Herz-Jesu-Brauch in Kartitsch
Fensterbilder – Kurs
Ein furchtbarer Krieg, ein Schwur und eine tiefe Gottverbundenheit setzten vor über 200 Jahren den Startschuss für einen der schönsten Bräuche in Tirol.
In der großen Verzweiflung des nahenden Angriffs von Napoleons Truppen, die an den Tiroler Landesgrenzen bereitstanden, vertrauten unsere Vorfahren in ihrer Not das Land dem „Heiligsten Herzen Jesu“ an und baten um göttlichen Beistand. Sie gelobten, jedes Jahr den Schwur zu erneuern und feierlich zu begehen, wenn das Land verschont bliebe. Dieses sogenannte Herz-Jesu-Gelöbnis wurde zu einem wichtigen Symbol des Tiroler Zusammenhalt. Die Bergfeuer selbst entwickelten sich als sichtbares Zeichen dieses Gelöbnisses und verbinden religiöse Verehrung mit einer eindrucksvollen alpinen Tradition.

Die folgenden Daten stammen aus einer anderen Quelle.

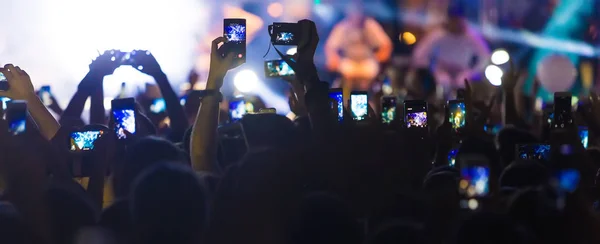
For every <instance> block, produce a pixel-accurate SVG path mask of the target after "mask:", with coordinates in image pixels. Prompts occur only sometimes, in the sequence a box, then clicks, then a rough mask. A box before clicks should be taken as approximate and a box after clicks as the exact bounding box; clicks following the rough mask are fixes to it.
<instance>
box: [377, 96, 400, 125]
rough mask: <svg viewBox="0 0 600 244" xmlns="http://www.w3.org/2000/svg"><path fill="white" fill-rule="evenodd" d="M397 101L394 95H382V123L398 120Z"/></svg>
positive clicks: (387, 123) (381, 106) (381, 116)
mask: <svg viewBox="0 0 600 244" xmlns="http://www.w3.org/2000/svg"><path fill="white" fill-rule="evenodd" d="M397 102H398V101H397V99H396V97H393V96H386V97H381V123H384V124H391V123H392V122H394V120H396V107H397V106H398V103H397Z"/></svg>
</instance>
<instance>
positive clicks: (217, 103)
mask: <svg viewBox="0 0 600 244" xmlns="http://www.w3.org/2000/svg"><path fill="white" fill-rule="evenodd" d="M225 41H226V39H225V37H219V38H217V39H215V40H214V41H213V42H212V47H211V57H210V71H209V75H208V81H207V83H206V90H207V91H208V93H207V94H206V96H205V97H204V98H203V99H202V104H201V105H200V109H199V110H198V115H197V116H196V120H195V122H194V127H193V129H192V138H191V143H190V154H191V155H190V158H191V160H192V166H193V167H194V170H197V171H210V170H211V166H212V165H213V163H214V162H215V161H216V160H217V126H218V125H219V103H220V98H221V97H222V95H221V94H220V90H221V87H222V86H223V79H224V78H225V75H226V74H227V71H229V69H231V68H233V66H232V65H233V54H231V53H230V54H229V55H227V57H225V58H223V57H222V56H221V55H220V53H219V48H218V45H219V44H220V43H224V42H225ZM224 45H227V44H224Z"/></svg>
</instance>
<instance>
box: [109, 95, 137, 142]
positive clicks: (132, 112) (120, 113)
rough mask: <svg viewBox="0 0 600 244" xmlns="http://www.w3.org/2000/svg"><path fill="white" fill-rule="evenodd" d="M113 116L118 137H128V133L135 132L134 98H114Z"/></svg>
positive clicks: (116, 133)
mask: <svg viewBox="0 0 600 244" xmlns="http://www.w3.org/2000/svg"><path fill="white" fill-rule="evenodd" d="M112 116H113V119H114V128H115V133H116V136H117V139H119V140H121V139H127V133H129V134H132V135H134V134H135V132H136V128H137V126H136V119H135V117H136V106H135V100H134V99H133V98H124V99H115V100H112ZM125 132H127V133H125Z"/></svg>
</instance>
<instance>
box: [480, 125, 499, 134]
mask: <svg viewBox="0 0 600 244" xmlns="http://www.w3.org/2000/svg"><path fill="white" fill-rule="evenodd" d="M483 130H484V131H485V132H487V133H488V134H490V135H498V132H500V130H502V125H484V126H483Z"/></svg>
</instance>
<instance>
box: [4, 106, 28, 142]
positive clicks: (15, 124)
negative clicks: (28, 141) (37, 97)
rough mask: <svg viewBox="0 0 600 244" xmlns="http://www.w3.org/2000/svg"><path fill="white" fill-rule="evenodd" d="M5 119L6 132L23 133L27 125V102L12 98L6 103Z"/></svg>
mask: <svg viewBox="0 0 600 244" xmlns="http://www.w3.org/2000/svg"><path fill="white" fill-rule="evenodd" d="M6 121H7V122H8V132H9V133H10V134H12V135H21V134H23V133H25V129H26V125H27V102H25V101H20V100H12V101H10V102H9V103H8V104H7V109H6Z"/></svg>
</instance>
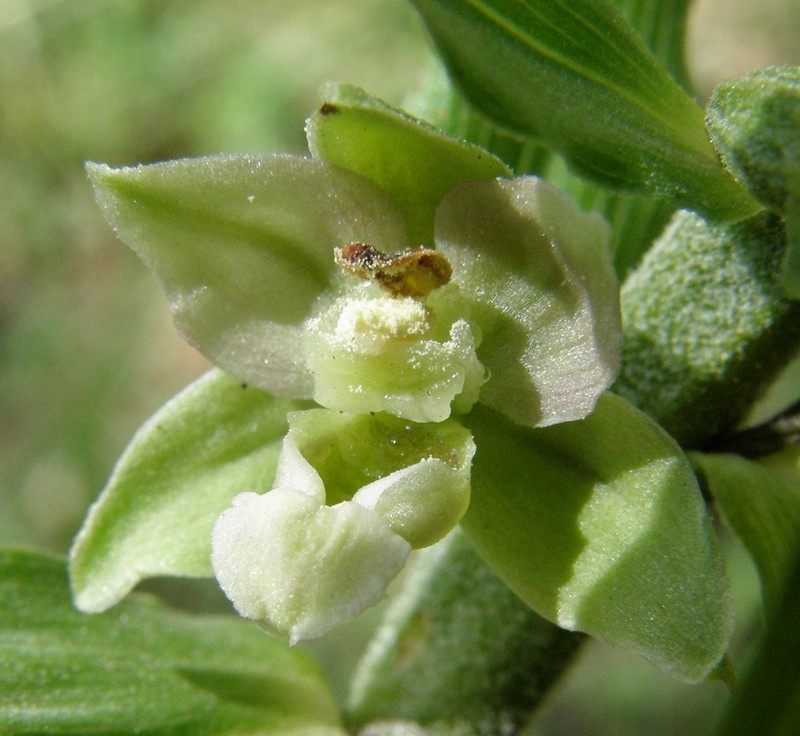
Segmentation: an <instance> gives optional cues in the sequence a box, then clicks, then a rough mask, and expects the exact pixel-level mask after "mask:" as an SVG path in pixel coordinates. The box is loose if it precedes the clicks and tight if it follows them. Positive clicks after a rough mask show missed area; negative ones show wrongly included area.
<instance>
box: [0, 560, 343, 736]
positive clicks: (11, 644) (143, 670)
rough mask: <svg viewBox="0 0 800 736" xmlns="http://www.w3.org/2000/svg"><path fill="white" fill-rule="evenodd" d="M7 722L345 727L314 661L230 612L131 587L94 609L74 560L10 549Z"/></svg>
mask: <svg viewBox="0 0 800 736" xmlns="http://www.w3.org/2000/svg"><path fill="white" fill-rule="evenodd" d="M0 692H2V696H0V732H2V733H4V734H9V736H10V735H11V734H20V735H21V734H28V735H30V736H34V735H39V734H45V733H46V734H64V735H66V734H75V736H83V735H85V734H89V733H91V734H97V735H98V736H102V735H105V734H107V735H108V736H112V735H114V736H121V735H122V734H148V735H149V736H156V735H163V736H212V735H214V734H220V735H221V734H233V733H235V734H237V735H238V736H248V735H252V736H257V735H266V734H276V735H277V734H280V735H281V736H284V735H287V736H288V734H297V736H302V735H304V734H307V735H308V736H311V735H312V734H314V735H315V736H322V735H323V734H328V736H333V735H334V734H339V733H341V731H340V730H339V728H338V716H337V713H336V707H335V705H334V702H333V699H332V696H331V694H330V692H329V691H328V688H327V685H326V683H325V681H324V679H323V677H322V675H321V673H320V671H319V669H318V667H317V666H316V664H315V663H314V661H313V660H312V659H311V658H310V657H309V656H308V654H307V653H305V652H303V651H302V650H301V649H289V648H288V647H287V646H286V645H285V644H284V643H283V642H280V641H278V640H276V639H272V638H270V637H269V636H266V635H265V634H264V633H263V632H262V631H260V630H258V629H257V628H255V627H252V626H249V625H246V624H244V623H242V622H240V621H237V620H235V619H233V618H230V617H210V616H204V617H200V616H194V617H193V616H188V615H186V614H181V613H176V612H173V611H170V610H169V609H167V608H166V607H165V606H163V605H162V604H160V603H159V602H157V601H156V600H155V599H153V598H150V597H145V596H139V595H137V596H133V597H132V598H131V599H130V600H128V601H126V602H125V603H124V604H122V605H121V606H120V607H119V608H118V609H116V610H115V611H113V612H108V613H105V614H102V615H98V616H87V615H86V614H82V613H79V612H78V611H76V610H75V609H74V608H73V607H72V605H71V603H70V598H69V589H68V586H67V578H66V574H65V570H64V565H63V563H61V562H60V561H59V560H56V559H53V558H50V557H45V556H43V555H39V554H33V553H27V552H4V553H0Z"/></svg>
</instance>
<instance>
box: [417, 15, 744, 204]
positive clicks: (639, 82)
mask: <svg viewBox="0 0 800 736" xmlns="http://www.w3.org/2000/svg"><path fill="white" fill-rule="evenodd" d="M414 5H415V6H416V7H417V9H418V10H419V12H420V14H421V15H422V18H423V20H424V21H425V23H426V24H427V26H428V29H429V30H430V32H431V34H432V35H433V38H434V41H435V43H436V45H437V46H438V48H439V51H440V53H441V54H442V56H443V57H444V60H445V62H446V64H447V65H448V68H449V70H450V72H451V74H452V76H453V78H454V80H455V82H456V83H457V84H458V85H459V86H460V87H461V89H462V91H463V92H464V94H465V95H466V96H467V98H468V99H469V100H470V101H471V102H472V103H473V104H474V105H475V106H476V107H477V108H478V109H479V110H481V111H482V112H484V113H485V114H487V115H489V116H490V117H491V118H493V119H495V120H497V121H498V122H499V123H501V124H504V125H506V126H509V127H510V128H512V129H513V130H515V131H517V132H519V133H522V134H523V135H526V136H530V137H534V138H539V139H541V140H542V141H544V142H546V143H548V144H549V145H551V146H552V147H554V148H556V149H557V150H558V151H559V152H560V153H562V154H563V155H564V156H565V157H566V158H567V160H568V161H569V162H570V164H571V165H572V166H574V167H575V168H576V169H578V170H580V171H581V172H583V173H584V174H585V175H587V176H589V177H590V178H592V179H595V180H597V181H599V182H601V183H603V184H605V185H608V186H611V187H614V188H617V189H622V190H626V191H631V192H645V193H650V194H657V195H669V196H672V197H674V198H675V199H676V200H677V201H679V202H681V203H682V204H683V205H684V206H687V207H690V208H694V209H697V210H699V211H701V212H704V213H706V214H708V215H710V216H713V217H721V218H741V217H744V216H746V215H748V214H752V213H753V212H755V211H756V210H757V209H758V207H757V205H756V204H755V203H754V202H753V201H752V200H751V199H750V197H749V196H748V195H747V193H746V192H744V191H743V190H742V189H741V187H739V186H738V185H737V184H736V182H735V181H734V180H733V179H732V178H731V177H730V176H729V175H728V174H727V172H726V171H725V170H724V169H723V168H722V167H721V166H720V164H719V162H718V161H717V159H716V156H715V154H714V150H713V148H712V147H711V145H710V144H709V142H708V140H707V139H706V134H705V128H704V125H703V112H702V110H701V109H700V108H699V107H698V106H697V104H696V103H695V102H694V101H693V100H692V99H691V97H689V96H688V95H687V94H686V93H685V92H684V91H683V90H682V89H681V88H680V87H679V86H678V84H677V83H675V81H674V80H673V79H672V78H671V77H670V76H669V74H668V73H667V72H666V70H665V69H664V67H662V66H661V64H660V63H659V62H658V60H657V59H656V58H655V57H654V56H653V54H652V53H651V52H650V51H649V50H648V49H647V47H646V46H645V45H644V43H643V42H642V40H641V39H640V38H639V37H638V36H637V35H636V33H635V32H634V31H633V29H632V28H630V26H628V25H627V24H626V22H625V20H624V19H623V18H622V16H621V15H620V13H619V11H618V10H617V9H616V8H615V7H614V4H613V3H612V2H610V0H594V1H592V2H588V1H585V2H579V3H569V4H567V3H561V2H554V1H553V0H527V1H526V2H519V0H469V2H461V1H458V0H414ZM477 49H479V50H480V53H476V50H477Z"/></svg>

Heute noch wird der Brauch der Bergfeuer, besonders in einigen Teilen Ost- und Südtirols, stark gepflegt.
Besonders eindrucksvoll wird diese Tradition bei uns in Kartitsch gelebt. So erstrahlen jedes Jahr bei guter Witterung zahlreiche christliche Symbole wie Kreuze, Herzen, Schriftzüge, … von den Berghängen sowie Einzelfeuer entlang der Gebirksketten und sind kilometerweit sichtbar.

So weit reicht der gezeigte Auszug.